DIGITAL LEAF PHYSIOGNOMY: CALIBRATION OF A NEW METHOD FOR RECONSTRUCTING CLIMATE FROM FOSSIL PLANTS
For almost 90 years, paleotemperature proxies based on the physiognomy (size and shape) of plant leaves have relied almost exclusively on one character, the presence vs. absence of teeth; moreover, the biological basis underlying these proxies have remained obscure. If leaf physiognomy could be more fully described, using mechanistically-informed characters, significant improvements to current leaf-climate methods should be possible. The leading hypothesis to explain the adaptive significance of teeth is that they serve as hot spots for photosynthesis and transpiration early in the growing season, which would be advantageous for plants growing in colder environments to maximize their shorter growing seasons. We tested this hypothesis quantitatively by measuring gas exchange along leaf margins for two greenhouse-grown floras. Results support the hot spot hypothesis and the use of tooth-based leaf-climate methods: leaf-margin gas exchange is most vigorous early in the growing season, and toothed margins are more active than untoothed margins.

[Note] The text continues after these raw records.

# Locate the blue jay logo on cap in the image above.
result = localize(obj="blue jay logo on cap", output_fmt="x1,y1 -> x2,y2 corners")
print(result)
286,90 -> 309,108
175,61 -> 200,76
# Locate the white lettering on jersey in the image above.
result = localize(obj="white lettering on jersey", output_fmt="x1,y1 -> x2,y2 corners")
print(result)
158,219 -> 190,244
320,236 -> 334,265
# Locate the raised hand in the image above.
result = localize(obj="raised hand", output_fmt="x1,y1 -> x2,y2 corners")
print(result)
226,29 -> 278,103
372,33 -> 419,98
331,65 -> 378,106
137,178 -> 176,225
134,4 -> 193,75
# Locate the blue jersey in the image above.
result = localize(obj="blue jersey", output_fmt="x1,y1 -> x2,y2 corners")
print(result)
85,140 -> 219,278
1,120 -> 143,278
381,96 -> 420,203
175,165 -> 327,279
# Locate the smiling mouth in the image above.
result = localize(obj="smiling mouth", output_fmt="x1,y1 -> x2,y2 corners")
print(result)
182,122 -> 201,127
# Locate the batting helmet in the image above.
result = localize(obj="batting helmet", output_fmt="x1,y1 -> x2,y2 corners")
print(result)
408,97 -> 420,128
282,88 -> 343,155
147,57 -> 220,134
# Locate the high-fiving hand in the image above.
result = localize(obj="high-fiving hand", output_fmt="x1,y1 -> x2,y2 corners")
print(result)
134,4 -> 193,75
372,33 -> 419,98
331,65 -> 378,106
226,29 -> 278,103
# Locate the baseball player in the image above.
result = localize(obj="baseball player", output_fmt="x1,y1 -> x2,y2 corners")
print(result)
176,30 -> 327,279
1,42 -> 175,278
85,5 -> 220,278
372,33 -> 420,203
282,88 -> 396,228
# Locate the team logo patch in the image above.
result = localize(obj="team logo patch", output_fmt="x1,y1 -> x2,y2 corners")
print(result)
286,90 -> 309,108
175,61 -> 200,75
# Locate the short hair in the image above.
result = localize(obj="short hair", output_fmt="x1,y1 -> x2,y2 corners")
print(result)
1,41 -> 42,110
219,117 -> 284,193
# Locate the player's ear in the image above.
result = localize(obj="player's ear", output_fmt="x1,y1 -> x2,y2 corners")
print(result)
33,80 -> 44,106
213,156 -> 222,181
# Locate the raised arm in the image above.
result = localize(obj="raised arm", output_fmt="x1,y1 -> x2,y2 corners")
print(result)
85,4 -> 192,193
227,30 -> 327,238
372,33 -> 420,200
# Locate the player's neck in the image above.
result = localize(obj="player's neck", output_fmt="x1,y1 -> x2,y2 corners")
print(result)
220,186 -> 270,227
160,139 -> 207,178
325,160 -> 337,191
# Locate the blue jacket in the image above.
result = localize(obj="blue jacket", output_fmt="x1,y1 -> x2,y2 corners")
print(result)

We developed a new method for exploring relationships between physiognomy and climate, called digital leaf physiognomy, which readily computes physiognomic variables such as tooth area and perimeter: area ratio. 1460 leaves from a transect of present-day forests spanning a mean annual temperature (MAT) of 5 to 26 °C from the U.S. east coast and Panama have been processed using the digital leaf physiognomy approach (1-6 images per species; 17-135 woody dicot species per site; 17 sites). Many variables correlate strongly with MAT, including number of teeth (r2=0.79; P < 0.001) and shape factor (4p ´ area / perimeter2; r2=0.71; P < 0.001). The standard error of the best multiple linear regression is ± 1.9 °C, which is more accurate than the univariate regression involving only presence vs. absence of teeth (± 3.1 °C). Even when restricted to only those variables applicable to fragmentary fossils, the standard error of the best model is still ± 2.1 °C. Automated resampling routines indicate that one image per species for at least 20-30 species per site is sufficient for precise MAT estimates. Digital leaf physiognomy shows great promise for facilitating breakthroughs in new, mechanistically-grounded leaf-climate methods.